Diagram of the Vdara Hotel’s concave surface concentrating the sun’s light, from the Las Vegas Review-Journal
The Vdara Hotel on the Las Vegas strip has a simple, sleek, concave design. It’s curve gently cradles the hotel’s swimming pool, which was placed on the south side of the building to capture sunlight for as much of the day as possible. It turns out that it captures rather more sun than they really want, as the building can act as a massive solar concentrator, reflecting and concentrating light that shines down onto the pool.
And it’s not even as powerful as it could have been: the designers had included a film on the south-facing windows to scatter rather than concentrate most of the reflection.

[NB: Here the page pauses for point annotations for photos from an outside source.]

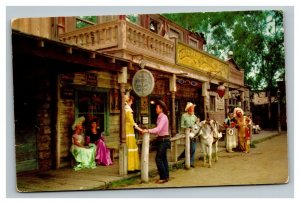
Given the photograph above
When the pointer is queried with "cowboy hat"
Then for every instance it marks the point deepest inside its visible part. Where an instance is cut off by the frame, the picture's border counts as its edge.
(78, 121)
(188, 105)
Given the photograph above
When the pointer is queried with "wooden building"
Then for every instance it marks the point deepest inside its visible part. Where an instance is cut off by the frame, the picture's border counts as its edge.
(67, 67)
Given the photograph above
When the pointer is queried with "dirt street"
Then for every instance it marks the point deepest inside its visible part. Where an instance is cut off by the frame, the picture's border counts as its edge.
(265, 164)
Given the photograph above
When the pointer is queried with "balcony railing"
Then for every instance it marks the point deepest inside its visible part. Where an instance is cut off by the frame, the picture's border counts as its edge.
(122, 35)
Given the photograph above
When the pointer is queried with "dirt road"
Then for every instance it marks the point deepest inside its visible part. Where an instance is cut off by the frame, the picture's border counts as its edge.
(265, 164)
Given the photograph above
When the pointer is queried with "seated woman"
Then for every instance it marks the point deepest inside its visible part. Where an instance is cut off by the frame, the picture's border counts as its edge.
(94, 137)
(84, 155)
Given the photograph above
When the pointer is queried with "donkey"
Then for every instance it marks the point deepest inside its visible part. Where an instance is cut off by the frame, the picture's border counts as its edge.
(209, 135)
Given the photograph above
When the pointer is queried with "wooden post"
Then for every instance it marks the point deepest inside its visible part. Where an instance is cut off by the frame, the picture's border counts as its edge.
(187, 149)
(123, 159)
(122, 80)
(173, 124)
(173, 130)
(145, 158)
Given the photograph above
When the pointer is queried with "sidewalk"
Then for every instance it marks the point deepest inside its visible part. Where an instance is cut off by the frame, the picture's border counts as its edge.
(103, 177)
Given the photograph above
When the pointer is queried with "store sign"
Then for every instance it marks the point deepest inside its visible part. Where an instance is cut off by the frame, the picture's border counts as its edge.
(202, 61)
(143, 83)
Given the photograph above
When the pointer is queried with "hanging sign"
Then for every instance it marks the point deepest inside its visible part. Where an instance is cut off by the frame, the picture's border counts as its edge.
(143, 82)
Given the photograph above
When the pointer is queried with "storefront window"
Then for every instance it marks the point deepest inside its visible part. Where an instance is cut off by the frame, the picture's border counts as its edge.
(93, 105)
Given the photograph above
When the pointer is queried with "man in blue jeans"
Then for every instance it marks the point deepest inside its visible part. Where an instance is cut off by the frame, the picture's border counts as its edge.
(163, 141)
(188, 119)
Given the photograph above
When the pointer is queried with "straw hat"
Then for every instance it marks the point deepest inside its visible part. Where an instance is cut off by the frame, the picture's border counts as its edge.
(188, 105)
(78, 121)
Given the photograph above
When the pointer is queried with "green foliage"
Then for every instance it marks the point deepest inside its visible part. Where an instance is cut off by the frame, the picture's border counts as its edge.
(255, 37)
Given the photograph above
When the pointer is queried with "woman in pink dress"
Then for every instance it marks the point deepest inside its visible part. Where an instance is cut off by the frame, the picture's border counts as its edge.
(102, 152)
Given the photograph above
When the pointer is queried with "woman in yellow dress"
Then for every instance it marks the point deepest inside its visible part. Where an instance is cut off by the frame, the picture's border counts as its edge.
(133, 163)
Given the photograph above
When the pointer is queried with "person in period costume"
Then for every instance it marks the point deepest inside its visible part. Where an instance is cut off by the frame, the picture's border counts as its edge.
(83, 155)
(93, 136)
(231, 138)
(133, 152)
(242, 124)
(163, 141)
(188, 120)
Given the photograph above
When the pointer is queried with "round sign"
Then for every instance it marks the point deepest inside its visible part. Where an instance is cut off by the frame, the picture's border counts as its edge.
(143, 83)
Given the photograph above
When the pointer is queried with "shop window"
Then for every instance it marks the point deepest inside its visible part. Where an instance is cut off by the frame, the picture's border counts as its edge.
(93, 105)
(212, 103)
(85, 21)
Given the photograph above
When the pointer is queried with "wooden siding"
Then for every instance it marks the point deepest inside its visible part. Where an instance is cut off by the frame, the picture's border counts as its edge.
(35, 26)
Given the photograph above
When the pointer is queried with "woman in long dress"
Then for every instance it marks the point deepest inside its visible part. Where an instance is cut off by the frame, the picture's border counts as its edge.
(242, 129)
(83, 155)
(94, 137)
(133, 163)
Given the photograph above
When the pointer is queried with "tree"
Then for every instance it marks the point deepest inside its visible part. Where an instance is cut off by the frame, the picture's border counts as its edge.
(255, 37)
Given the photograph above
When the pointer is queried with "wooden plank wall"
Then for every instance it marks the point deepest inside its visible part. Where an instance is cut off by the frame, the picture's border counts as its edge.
(66, 111)
(35, 26)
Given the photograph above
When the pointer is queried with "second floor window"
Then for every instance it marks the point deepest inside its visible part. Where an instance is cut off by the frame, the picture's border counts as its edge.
(212, 103)
(154, 26)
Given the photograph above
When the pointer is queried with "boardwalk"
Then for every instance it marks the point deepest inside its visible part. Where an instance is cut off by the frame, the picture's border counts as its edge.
(92, 179)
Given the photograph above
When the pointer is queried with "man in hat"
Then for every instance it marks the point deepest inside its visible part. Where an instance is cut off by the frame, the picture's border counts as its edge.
(242, 124)
(188, 119)
(163, 141)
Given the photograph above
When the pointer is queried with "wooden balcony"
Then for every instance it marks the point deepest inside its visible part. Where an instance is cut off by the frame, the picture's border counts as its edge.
(122, 35)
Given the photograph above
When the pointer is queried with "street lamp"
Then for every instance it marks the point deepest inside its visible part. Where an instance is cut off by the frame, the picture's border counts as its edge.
(278, 112)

But the sun in Nevada is strong and it is such a large building that it still produces this spot that the staff have dubbed “the death ray” (management, who are less interested in stimulating the imagination, prefer to call it a “solar convergence”)
The article linked above gives the story of one customer who was sunning himself by the pool when he started to feel uncomfortably hot:
He tried to put on his flip-flop sandals but, inexplicably, they were too hot to touch. So he ran barefoot to the shade.
"I was effectively being cooked," Pintas said. "I started running as fast as I could without looking like a lunatic."
Then he smelled an odor, and realized it was coming from his head, where a bit of hair had been scorched. It was about 12:20 p.m., as best Pintas can recall.
Taking brief refuge at the pool's bar area, Pintas chatted with employees. He said they chuckled when he described what had happened. "Yes, we call it the death ray," he says they told him. Sometimes it causes disposable drink glasses to melt, a cocktail waitress added
When he gets back to his deck chair, he notices that the plastic bag he had left there has partially melted, especially around the black lettering (which presumably absorbs more of the heat).
The plastic bag after its tussle with the death ray; via Las Vegas Review-Journal
Now this is all accidental, but what if it could be used deliberately, could a sun-belt building be weaponized? What if the hotel’s exterior windows were all motorized and could be angled to direct the sun at various targets around the city. Built by a megalomaniac developer, the plan begins with just making the other buildings uncomfortably hot, driving up their operating costs and pushing competitors out of business (there were some complaints like that levelled against Frank Gehry’s titanium clad Disney Concert Hall in Los Angeles). Our enemy then purchases these defunct buildings and “retro-fits” them to add to his arsenal.
As people start to become suspicious, the attacks escalate to some murders, with charred bodies left and forensics can find no evidence of a fuel. Ultimately, as the net starts to close in on him, he unleashes the full force of his magnifying buildings, sending a fiery ray of energy to destroy important buildings around the city.